The Canadian Prime Minister has asked the Catholic Church to take responsibility for its actions, and appointments with the Pope are being scheduled to ask for an apology and I just cannot understand why it is necessary to beg for an apology that should have come years ago without any solicitation or lobbying. There seems to be no remorse, no regret, no accountability in the heart of this institution.

 

So, there is the revived anger I feel against the Catholic Church. A feeling that makes me helpless, because I am not Catholic. Crusades didn’t just happen a thousand years ago. The inquisition is not just a medieval event that nobody thinks about. Genocide is not only physical. And I cannot even be disappointed. I can only be angry without remedy. Understanding this, however, did not explain to myself the entirety of my heartache. There is something more, something greater, more powerful, closer to me than my anger for an institution I don’t even belong to.

 

And then I thought of this: When I landed as a permanent resident in 2001, nobody told me about the Indian residential school system, and I certainly did not find anything about it in the booklet I had to study for my Citizenship exam in 2007. When the government of Canada finally apologized to former students and their families in 2008, I had only a minimal understanding of the colonial efforts that gave rise to a policy “designed to eliminate Aboriginal cultural and social distinctiveness,” a policy of which the residential schools were an integral part.

 

I am deeply troubled by my ignorance of Aboriginal peoples’ history in Canada, much more than I am about the role of the Catholic Church, because my ignorance can be remedied, and it is within my control. I should know by now much more than I know. A certificate of Citizenship says I am Canadian, and I am no longer sure I understand what that entails and what it means beyond the privilege I have been given. My heart is aching because I have taken for granted that privilege and I have not fully understood my responsibilities.

The consequences and the impact of the abuse suffered by the Aboriginal peoples in Canada since the colonizers invaded their lands are not things of the past.
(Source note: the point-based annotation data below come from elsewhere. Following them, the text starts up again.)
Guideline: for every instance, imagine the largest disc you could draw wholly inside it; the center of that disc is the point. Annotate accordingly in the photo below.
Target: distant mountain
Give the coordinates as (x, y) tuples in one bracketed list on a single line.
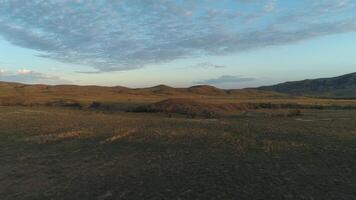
[(39, 94), (336, 87)]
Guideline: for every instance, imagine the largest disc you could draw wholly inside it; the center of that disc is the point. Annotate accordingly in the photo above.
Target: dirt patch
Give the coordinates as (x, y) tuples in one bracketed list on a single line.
[(44, 139), (118, 137)]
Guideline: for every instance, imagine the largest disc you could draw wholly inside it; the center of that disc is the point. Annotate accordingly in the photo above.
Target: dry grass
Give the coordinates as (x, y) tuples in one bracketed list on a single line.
[(55, 137)]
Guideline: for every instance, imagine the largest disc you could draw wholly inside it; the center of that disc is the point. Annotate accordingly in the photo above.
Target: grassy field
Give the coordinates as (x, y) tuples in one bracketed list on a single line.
[(58, 153)]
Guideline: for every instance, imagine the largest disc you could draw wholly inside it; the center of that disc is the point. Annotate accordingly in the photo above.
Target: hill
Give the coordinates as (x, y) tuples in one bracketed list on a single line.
[(336, 87), (24, 94)]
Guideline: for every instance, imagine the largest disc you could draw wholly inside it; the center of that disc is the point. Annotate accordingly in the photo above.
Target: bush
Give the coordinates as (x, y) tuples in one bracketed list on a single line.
[(294, 113)]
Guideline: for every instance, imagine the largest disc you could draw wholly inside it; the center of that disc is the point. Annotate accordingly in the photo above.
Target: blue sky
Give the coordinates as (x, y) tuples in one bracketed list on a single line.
[(139, 43)]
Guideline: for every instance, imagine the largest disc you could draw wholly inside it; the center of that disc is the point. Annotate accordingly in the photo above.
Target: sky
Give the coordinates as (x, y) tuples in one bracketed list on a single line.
[(142, 43)]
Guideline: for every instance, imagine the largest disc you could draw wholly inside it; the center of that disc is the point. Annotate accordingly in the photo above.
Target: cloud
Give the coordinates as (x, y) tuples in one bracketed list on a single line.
[(114, 35), (28, 76), (226, 79), (204, 65)]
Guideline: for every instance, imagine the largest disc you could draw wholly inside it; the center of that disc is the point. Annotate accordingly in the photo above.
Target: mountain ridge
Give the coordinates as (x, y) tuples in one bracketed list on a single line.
[(343, 86)]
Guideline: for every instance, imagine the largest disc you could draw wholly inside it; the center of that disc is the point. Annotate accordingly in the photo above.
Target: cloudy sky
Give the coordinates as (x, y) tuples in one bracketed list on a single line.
[(138, 43)]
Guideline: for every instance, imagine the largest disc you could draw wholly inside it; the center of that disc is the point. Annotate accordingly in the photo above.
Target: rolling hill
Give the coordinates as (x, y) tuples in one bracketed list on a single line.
[(24, 94), (337, 87)]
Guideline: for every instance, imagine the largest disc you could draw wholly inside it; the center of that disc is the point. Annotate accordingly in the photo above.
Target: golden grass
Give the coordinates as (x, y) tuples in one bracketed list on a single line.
[(56, 137)]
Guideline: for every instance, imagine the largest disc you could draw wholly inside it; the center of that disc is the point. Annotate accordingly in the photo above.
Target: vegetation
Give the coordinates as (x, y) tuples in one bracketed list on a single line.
[(58, 153), (101, 143)]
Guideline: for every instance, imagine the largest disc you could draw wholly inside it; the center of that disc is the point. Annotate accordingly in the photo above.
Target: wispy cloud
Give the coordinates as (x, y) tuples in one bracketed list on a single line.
[(204, 65), (226, 79), (28, 76), (129, 34)]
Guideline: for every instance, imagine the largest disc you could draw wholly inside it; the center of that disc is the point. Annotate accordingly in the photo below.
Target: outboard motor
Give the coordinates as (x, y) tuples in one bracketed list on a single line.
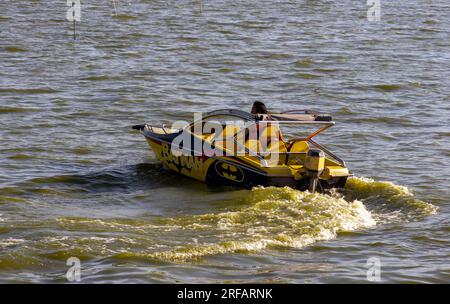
[(314, 164)]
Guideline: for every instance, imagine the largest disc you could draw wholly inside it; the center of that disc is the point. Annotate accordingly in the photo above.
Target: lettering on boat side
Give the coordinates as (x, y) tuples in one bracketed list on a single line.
[(226, 293), (183, 161), (229, 171)]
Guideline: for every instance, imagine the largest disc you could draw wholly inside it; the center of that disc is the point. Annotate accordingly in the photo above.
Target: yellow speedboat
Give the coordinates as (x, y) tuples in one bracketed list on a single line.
[(233, 147)]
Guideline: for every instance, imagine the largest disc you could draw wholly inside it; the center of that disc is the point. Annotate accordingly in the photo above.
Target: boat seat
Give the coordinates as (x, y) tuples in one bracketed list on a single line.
[(221, 138), (299, 146)]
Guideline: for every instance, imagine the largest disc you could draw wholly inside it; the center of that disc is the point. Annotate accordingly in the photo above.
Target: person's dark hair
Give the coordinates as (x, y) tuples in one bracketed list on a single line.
[(259, 108)]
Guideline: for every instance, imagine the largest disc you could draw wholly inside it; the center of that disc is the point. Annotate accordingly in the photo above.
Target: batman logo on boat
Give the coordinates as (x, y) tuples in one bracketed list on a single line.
[(229, 171)]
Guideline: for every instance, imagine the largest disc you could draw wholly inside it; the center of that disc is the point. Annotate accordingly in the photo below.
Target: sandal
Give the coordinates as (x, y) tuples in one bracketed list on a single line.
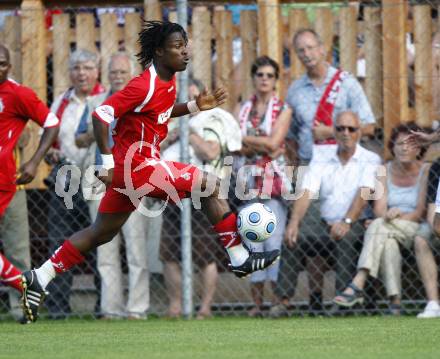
[(394, 310), (349, 300)]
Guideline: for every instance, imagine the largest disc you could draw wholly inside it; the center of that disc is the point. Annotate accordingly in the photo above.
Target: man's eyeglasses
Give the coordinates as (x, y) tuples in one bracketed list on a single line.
[(350, 129), (263, 74)]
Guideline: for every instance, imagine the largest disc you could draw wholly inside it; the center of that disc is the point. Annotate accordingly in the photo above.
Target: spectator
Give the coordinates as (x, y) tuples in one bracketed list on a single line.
[(424, 244), (320, 95), (14, 231), (263, 150), (399, 212), (69, 106), (340, 174), (121, 70), (212, 134)]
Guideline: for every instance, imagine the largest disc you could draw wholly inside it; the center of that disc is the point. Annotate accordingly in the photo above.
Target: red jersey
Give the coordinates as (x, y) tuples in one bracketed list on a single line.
[(18, 104), (142, 110)]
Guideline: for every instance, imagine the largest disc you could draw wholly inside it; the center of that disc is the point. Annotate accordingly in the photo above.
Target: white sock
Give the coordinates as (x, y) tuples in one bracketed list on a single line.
[(45, 273), (237, 254)]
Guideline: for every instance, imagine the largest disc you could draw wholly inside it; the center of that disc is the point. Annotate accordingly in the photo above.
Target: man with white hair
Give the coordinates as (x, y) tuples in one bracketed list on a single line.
[(69, 106), (342, 176), (113, 306)]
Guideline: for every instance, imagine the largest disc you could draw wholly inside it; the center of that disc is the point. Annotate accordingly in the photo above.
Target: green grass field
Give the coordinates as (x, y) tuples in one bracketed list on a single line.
[(338, 338)]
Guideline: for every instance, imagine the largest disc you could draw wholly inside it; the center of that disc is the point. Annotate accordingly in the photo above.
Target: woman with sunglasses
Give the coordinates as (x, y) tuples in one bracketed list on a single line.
[(263, 152), (399, 211)]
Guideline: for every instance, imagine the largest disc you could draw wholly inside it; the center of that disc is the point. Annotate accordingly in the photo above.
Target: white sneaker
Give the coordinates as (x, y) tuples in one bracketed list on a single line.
[(432, 310)]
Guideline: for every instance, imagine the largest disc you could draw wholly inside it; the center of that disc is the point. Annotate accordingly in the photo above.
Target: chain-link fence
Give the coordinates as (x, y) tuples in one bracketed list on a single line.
[(391, 52)]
The pain of the former students and families of those who lived through the residential school system did not end with the financial compensation given to some of them. Their wounds were not closed with the government apology and will not close with the Catholic Church’s apology, if one is ever given. I admit that I don’t even know where to start the process of self-awareness, but I have to start it, even if I don’t have a method.

 

I have collected different materials, including those offered by the First Nations & Indigenous Studies of the University of British Columbia, and those found on the website of the Truth and Reconciliation Commission. Greenpeace also makes important suggestions on what we all can do, including deepening our knowledge, requiring the Federal government to implement fully the TRC’s calls for action, and supporting Indigenous organizations. I have started to read and became a donor to the Indian Residential Schools Survivors Society. This is an open invitation to all of you to understand that this is not a past chapter in Canadian history, and that, while accountability may not lie with all of us, we are all responsible to educate ourselves and become part of the healing process.